Something else also made it successful. Sometimes when a family needed furniture and didn’t have enough money, rather then let them leave disappointed, Mrs. B quietly cut the price for them. This was a nice thing to do but it was also wise of her because it built repeat trade as that family would return time and again and her business grew.
But in 1951 Mrs. B’s store suddenly hit the wall.
This happens to many fast growing businesses because cash may not come in quickly enough to cover the cost of a larger inventory or other expenses. Mrs. B got in a cash bind and couldn’t pay her suppliers.
Confronted with the loss of her business and all that she had worked so hard for, she took bold action. She rented Omaha’s City Auditorium, ran a massive sale, blew out $250,000 in inventory in three frantic days and paid off her suppliers.
After that, she operated strictly from cash as her store grew at a carefully measured pace into the largest home furnishings store in the United States, making her extremely successful.

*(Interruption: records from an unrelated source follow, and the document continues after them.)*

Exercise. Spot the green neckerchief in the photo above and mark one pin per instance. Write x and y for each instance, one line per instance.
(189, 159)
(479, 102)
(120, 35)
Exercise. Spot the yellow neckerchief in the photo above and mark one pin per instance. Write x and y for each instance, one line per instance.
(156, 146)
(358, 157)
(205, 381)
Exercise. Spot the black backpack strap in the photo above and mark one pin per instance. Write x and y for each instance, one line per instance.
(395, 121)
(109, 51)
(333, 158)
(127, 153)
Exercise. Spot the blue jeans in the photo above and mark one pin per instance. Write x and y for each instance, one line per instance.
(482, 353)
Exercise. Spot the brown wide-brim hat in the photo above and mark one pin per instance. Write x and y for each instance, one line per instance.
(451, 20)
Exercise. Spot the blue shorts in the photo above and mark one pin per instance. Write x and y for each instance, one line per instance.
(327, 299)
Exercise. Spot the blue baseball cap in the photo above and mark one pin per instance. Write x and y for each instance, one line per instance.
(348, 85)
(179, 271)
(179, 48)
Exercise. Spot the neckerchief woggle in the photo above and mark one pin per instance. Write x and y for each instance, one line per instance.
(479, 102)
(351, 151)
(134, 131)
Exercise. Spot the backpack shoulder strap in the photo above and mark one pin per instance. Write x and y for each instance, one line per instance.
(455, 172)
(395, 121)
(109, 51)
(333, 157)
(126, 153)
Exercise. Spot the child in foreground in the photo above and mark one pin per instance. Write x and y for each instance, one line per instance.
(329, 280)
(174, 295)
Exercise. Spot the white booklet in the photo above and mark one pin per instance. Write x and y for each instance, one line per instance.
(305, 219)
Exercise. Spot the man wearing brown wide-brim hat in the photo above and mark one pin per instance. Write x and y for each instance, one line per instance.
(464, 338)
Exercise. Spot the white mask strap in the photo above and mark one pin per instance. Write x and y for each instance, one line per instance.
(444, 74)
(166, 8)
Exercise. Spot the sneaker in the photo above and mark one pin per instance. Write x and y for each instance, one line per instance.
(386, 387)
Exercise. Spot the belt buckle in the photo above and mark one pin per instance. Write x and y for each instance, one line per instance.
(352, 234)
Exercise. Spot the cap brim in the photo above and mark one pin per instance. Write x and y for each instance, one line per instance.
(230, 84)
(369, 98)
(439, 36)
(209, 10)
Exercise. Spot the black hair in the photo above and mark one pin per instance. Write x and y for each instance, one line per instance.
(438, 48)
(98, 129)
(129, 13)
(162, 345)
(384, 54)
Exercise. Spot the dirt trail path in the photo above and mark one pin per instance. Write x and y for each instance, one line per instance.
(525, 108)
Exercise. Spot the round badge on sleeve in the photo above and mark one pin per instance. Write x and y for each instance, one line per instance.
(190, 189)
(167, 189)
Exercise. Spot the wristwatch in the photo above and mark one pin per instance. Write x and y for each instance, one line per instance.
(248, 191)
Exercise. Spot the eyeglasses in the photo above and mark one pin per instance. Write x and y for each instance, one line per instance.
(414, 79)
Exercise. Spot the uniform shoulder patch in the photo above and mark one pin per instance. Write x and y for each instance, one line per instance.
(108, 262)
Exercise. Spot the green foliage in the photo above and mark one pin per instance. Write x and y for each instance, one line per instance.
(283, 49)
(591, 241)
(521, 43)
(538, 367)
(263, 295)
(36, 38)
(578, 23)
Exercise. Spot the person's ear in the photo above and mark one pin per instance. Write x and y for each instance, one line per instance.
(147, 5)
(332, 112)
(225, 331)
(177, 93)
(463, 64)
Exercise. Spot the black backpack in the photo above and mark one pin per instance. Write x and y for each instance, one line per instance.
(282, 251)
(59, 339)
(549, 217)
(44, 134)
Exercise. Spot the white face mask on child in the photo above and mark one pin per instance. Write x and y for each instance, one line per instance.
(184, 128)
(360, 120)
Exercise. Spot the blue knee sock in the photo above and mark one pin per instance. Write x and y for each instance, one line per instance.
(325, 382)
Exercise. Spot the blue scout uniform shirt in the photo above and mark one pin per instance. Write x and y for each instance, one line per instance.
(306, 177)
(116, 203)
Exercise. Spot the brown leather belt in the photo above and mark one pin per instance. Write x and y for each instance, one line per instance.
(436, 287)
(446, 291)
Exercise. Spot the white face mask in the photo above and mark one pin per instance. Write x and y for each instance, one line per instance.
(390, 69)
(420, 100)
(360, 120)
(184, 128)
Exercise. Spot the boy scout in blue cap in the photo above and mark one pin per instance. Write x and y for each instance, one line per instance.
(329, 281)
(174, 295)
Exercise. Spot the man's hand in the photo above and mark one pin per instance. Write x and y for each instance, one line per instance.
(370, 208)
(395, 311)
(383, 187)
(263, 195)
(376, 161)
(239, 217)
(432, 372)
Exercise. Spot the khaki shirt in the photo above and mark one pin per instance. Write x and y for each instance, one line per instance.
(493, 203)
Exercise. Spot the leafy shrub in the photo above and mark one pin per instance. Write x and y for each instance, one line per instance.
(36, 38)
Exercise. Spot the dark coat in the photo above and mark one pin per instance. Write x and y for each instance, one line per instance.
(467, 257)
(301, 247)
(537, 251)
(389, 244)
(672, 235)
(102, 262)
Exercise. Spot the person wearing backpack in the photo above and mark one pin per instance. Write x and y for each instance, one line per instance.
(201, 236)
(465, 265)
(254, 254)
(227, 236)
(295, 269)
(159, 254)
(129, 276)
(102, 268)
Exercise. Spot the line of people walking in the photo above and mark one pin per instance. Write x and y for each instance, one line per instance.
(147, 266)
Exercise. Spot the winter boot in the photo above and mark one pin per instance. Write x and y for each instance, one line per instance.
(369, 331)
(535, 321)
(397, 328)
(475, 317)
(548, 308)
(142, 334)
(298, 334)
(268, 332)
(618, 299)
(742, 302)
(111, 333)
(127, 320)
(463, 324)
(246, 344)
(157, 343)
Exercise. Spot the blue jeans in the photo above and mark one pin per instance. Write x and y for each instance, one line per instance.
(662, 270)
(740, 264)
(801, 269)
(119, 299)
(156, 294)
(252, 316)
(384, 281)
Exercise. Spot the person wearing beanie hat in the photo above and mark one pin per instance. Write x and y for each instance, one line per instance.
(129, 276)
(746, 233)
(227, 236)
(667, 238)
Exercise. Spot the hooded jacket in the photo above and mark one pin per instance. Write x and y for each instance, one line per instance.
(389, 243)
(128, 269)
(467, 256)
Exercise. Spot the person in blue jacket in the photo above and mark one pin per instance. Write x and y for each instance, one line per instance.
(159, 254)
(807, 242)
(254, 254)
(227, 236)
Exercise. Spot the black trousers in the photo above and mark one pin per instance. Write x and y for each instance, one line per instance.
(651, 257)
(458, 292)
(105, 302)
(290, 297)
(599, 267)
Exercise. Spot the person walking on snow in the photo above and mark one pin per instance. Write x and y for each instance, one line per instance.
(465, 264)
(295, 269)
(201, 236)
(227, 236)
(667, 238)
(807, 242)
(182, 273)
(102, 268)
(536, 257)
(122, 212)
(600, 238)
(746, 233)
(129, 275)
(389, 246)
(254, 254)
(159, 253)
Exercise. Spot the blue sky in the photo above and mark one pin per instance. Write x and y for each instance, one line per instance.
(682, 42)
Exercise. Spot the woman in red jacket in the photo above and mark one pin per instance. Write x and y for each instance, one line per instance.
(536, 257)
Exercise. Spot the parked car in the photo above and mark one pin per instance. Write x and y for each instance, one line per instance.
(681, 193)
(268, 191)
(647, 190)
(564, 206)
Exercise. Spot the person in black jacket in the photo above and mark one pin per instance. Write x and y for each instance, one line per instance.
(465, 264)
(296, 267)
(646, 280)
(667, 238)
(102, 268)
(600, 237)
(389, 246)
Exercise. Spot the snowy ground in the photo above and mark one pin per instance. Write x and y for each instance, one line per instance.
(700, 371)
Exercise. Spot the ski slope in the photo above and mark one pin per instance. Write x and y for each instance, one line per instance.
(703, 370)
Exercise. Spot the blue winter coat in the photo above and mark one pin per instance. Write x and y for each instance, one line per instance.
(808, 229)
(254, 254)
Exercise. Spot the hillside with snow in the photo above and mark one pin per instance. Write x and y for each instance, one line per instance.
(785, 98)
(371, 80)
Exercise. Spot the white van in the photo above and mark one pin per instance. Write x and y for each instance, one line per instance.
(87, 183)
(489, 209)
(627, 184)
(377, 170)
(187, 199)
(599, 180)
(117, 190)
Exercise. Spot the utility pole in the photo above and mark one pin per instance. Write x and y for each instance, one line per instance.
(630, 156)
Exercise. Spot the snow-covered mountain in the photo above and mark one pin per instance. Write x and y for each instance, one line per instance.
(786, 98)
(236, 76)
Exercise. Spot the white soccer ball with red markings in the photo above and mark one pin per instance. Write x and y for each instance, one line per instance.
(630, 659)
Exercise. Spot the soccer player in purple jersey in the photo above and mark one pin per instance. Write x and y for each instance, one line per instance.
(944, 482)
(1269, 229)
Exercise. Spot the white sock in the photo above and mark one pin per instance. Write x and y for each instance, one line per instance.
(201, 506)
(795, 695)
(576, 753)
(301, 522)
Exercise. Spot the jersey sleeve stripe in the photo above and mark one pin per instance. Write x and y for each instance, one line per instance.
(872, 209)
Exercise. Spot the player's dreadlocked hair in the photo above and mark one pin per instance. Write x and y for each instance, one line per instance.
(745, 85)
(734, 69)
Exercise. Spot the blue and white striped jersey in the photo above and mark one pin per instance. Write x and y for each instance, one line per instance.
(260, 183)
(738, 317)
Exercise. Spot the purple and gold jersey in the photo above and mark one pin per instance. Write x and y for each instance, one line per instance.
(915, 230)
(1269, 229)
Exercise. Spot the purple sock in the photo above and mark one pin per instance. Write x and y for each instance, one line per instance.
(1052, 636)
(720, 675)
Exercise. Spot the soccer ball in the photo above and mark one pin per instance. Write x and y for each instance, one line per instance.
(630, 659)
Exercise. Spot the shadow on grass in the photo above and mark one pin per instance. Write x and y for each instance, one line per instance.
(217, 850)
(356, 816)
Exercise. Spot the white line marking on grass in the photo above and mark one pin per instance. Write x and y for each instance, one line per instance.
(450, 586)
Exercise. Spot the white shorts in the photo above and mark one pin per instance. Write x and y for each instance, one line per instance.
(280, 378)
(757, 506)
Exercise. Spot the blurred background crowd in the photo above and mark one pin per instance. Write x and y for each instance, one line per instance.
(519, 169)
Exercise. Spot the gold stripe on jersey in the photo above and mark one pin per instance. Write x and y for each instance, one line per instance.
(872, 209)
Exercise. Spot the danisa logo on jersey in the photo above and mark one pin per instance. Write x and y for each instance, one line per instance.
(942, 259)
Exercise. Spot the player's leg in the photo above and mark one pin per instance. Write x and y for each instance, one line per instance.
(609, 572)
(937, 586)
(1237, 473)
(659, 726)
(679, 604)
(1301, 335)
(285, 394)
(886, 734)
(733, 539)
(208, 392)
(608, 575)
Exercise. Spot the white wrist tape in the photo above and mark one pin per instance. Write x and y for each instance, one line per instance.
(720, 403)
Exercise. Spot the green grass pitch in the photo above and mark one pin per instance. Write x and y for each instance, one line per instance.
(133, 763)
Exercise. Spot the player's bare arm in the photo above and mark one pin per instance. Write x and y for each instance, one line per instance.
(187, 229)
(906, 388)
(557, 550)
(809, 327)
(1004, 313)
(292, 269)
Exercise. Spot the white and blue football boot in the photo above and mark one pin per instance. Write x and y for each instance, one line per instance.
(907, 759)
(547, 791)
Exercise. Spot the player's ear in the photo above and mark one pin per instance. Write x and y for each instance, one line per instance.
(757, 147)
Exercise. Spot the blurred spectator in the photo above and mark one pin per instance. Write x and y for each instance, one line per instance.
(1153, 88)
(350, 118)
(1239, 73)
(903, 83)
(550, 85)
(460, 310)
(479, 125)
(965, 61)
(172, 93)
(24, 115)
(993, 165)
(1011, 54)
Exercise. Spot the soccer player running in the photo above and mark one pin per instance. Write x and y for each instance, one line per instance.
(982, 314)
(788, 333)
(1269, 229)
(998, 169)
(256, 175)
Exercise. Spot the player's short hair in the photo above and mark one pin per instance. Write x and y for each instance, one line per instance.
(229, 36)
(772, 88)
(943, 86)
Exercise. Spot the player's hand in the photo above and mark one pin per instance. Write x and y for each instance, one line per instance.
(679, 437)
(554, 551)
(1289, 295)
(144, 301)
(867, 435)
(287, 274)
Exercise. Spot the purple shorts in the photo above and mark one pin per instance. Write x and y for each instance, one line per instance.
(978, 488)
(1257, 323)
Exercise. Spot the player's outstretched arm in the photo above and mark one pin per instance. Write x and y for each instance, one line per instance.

Then one day in 1983, long-time customer and legendary investor Warren Buffett came into the store to see her. After wading his way through acres of bed-room sets, tables and chairs, lamps and rugs, he spotted Mrs. B.
Though she was nearly 90 years old, she remained a bundle of energy, using her electric scooter to zip up and down the aisles as she quoted prices and deliveries to customers, advised her staff and directed where and how to display merchandise.
Buffett had enormous respect for what Mrs. B had achieved and he wanted to buy the Nebraska Furniture Mart. He asked if she would consider selling it and when she said, “Yes,” he asked how much she wanted.
“$60 million,” replied Mrs. B. After a brief conversation, she agreed to sell 90%, with her family retaining 10% and they shook hands on the deal. Because of his respect for her integrity and her business acumen, he made this offer without auditing her books or inventory. Tax returns showed the business made $15 million a year pretax and that satisfied him.
Buffett had a one-page agreement prepared and Mrs. B, who could barely read English and did not write in it, made a mark at the bottom to signify her approval. A few days later, Buffett gave her a check for payment in full.
To close the sale, Mrs. B insisted that she remain the boss and continue to work seven days a week, 10 hours a day, as she had long done. Buffett hardily agreed and she remained active in business for the rest of her 104 years.
Success Tip of the Week:As Rose Blumkin showed us, a lack of a formal education need not prevent business success. The key for her and for any of us is to have passion for what we do and to be alert so that we absorb the crucial knowledge around us.